Take a YAML file like this that you probably have 6000 in your k8s repo. Now look at HCL without needing external tooling.

# Need external tools or templating for dynamic values
apiVersion: v1
kind: ConfigMap
metadata:
  name: app-config
data:
  # Can't easily generate or transform values
  DATABASE_URL: "postgres://user:password@db:5432/mydb"
  API_KEY: "static-key-value"
  TIMESTAMP: "2023-06-18T00:00:00Z"  # Hard-coded timestamp

resource "kubernetes_config_map" "app_config" {
  metadata {
    name = "app-config"
  }
  
  data = {
    DATABASE_URL = "postgres://${var.db_user}:${var.db_password}@${var.db_host}:${var.db_port}/${var.db_name}"
    API_KEY      = var.api_key != "" ? var.api_key : random_string.api_key.result
    TIMESTAMP    = timestamp()
  }
}

resource "random_string" "api_key" {
  length  = 32
  special = false
}

Here's all the pros you get with this move.

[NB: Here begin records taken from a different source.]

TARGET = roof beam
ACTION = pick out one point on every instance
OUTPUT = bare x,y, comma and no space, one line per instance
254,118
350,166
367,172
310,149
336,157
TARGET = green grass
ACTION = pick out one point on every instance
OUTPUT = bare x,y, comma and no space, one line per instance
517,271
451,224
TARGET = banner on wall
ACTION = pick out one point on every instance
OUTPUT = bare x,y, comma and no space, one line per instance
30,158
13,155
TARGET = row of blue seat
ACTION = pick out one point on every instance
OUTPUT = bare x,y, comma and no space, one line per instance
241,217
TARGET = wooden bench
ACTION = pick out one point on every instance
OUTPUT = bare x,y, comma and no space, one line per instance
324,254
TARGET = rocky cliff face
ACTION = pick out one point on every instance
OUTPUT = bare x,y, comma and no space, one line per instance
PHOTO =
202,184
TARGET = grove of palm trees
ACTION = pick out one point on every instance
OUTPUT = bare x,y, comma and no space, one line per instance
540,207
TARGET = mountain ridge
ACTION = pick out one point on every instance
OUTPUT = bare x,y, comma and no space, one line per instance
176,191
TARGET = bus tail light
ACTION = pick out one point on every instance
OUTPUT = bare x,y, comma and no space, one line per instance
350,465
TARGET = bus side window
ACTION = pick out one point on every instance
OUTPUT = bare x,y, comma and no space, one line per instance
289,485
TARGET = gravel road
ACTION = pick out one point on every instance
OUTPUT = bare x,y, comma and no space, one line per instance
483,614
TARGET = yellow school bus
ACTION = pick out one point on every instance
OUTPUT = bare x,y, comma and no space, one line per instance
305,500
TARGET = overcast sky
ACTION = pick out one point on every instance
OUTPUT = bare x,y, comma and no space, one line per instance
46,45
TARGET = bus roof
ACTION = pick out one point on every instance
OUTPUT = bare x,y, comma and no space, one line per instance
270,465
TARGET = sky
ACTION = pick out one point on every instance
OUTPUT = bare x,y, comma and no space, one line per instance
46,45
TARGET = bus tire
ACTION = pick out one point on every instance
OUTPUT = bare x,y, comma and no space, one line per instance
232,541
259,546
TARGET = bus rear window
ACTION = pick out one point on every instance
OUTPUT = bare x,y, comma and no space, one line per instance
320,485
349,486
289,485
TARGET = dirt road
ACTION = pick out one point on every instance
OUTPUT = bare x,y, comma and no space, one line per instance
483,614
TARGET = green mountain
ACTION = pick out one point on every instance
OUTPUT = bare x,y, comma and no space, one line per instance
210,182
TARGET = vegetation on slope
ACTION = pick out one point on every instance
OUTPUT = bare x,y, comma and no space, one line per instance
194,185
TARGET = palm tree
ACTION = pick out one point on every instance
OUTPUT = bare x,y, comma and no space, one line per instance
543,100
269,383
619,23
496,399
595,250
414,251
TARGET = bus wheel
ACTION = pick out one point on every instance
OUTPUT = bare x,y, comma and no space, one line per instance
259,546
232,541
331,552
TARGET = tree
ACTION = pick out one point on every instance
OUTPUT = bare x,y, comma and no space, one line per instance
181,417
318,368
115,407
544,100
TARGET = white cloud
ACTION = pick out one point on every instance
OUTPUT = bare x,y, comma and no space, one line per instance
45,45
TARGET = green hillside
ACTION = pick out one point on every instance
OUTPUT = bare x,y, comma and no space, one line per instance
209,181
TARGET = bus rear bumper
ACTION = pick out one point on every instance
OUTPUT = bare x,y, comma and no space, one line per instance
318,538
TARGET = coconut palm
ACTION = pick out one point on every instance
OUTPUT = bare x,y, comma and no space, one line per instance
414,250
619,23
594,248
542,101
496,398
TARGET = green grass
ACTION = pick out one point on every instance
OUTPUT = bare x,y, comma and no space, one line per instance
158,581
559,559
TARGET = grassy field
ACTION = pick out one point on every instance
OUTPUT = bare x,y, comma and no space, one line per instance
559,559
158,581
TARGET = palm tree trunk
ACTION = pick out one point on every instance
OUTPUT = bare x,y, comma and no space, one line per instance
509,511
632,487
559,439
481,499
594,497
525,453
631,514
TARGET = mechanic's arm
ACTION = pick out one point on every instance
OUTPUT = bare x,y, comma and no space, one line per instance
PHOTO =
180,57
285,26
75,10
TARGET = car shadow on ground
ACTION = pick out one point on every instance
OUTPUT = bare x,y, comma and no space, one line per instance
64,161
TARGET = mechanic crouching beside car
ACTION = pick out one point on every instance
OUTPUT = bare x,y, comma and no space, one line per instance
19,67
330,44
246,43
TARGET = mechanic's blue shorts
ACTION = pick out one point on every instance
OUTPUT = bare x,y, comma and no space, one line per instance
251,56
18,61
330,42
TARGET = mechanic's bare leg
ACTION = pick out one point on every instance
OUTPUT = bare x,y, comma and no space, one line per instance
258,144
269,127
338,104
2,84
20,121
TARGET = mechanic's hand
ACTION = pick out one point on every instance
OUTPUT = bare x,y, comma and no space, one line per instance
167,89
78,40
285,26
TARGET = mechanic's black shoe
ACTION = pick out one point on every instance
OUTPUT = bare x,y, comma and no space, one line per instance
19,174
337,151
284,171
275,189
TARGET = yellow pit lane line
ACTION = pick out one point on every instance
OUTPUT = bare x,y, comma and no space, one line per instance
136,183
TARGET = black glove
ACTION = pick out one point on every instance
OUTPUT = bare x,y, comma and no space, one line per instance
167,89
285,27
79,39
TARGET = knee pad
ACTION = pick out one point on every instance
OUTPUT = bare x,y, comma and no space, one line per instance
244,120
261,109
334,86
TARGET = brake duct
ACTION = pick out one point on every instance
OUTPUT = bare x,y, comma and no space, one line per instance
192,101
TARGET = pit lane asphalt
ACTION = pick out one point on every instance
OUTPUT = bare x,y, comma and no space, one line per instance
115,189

Type Safety: Preventing type-related errors before deployment
Variables and References: Reducing duplication and improving maintainability
Functions and Expressions: Enabling dynamic configuration generation
Conditional Logic: Supporting environment-specific configurations
Loops and Iteration: Simplifying repetitive configurations
Better Comments: Improving documentation and readability
Error Handling: Making errors easier to identify and fix
Modularity: Enabling reuse of configuration components
Validation: Preventing invalid configurations
Data Transformations: Supporting complex data manipulations

Allow etcd swap-out

I know, I'm the 10,000 person to write this. Etcd has done a fine job, but it's a little crazy that it is the only tool for the job. For smaller clusters or smaller hardware configuration, it's a large use of resources in a cluster type where you will never hit the node count where it pays off. It's also a strange relationship between k8s and etcd now, where k8s is basically the only etcd customer left.

What I'm suggesting is taking the work of kine and making it official. It makes sense for the long-term health of the project to have the ability to plug in more backends, adding this abstraction means it (should) be easier to swap in new/different backends in the future and it also allows for more specific tuning depending on the hardware I'm putting out there.

What I suspect this would end up looking like is much like this: https://github.com/canonical/k8s-dqlite. Distributed SQlite in-memory with Raft consensus and almost zero upgrade work required that would allow cluster operators to have more flexibility with the persistence layer of their k8s installations. If you have a conventional server setup in a datacenter and etcd resource usage is not a problem, great! But this allows for lower-end k8s to be a nicer experience and (hopefully) reduces dependence on the etcd project.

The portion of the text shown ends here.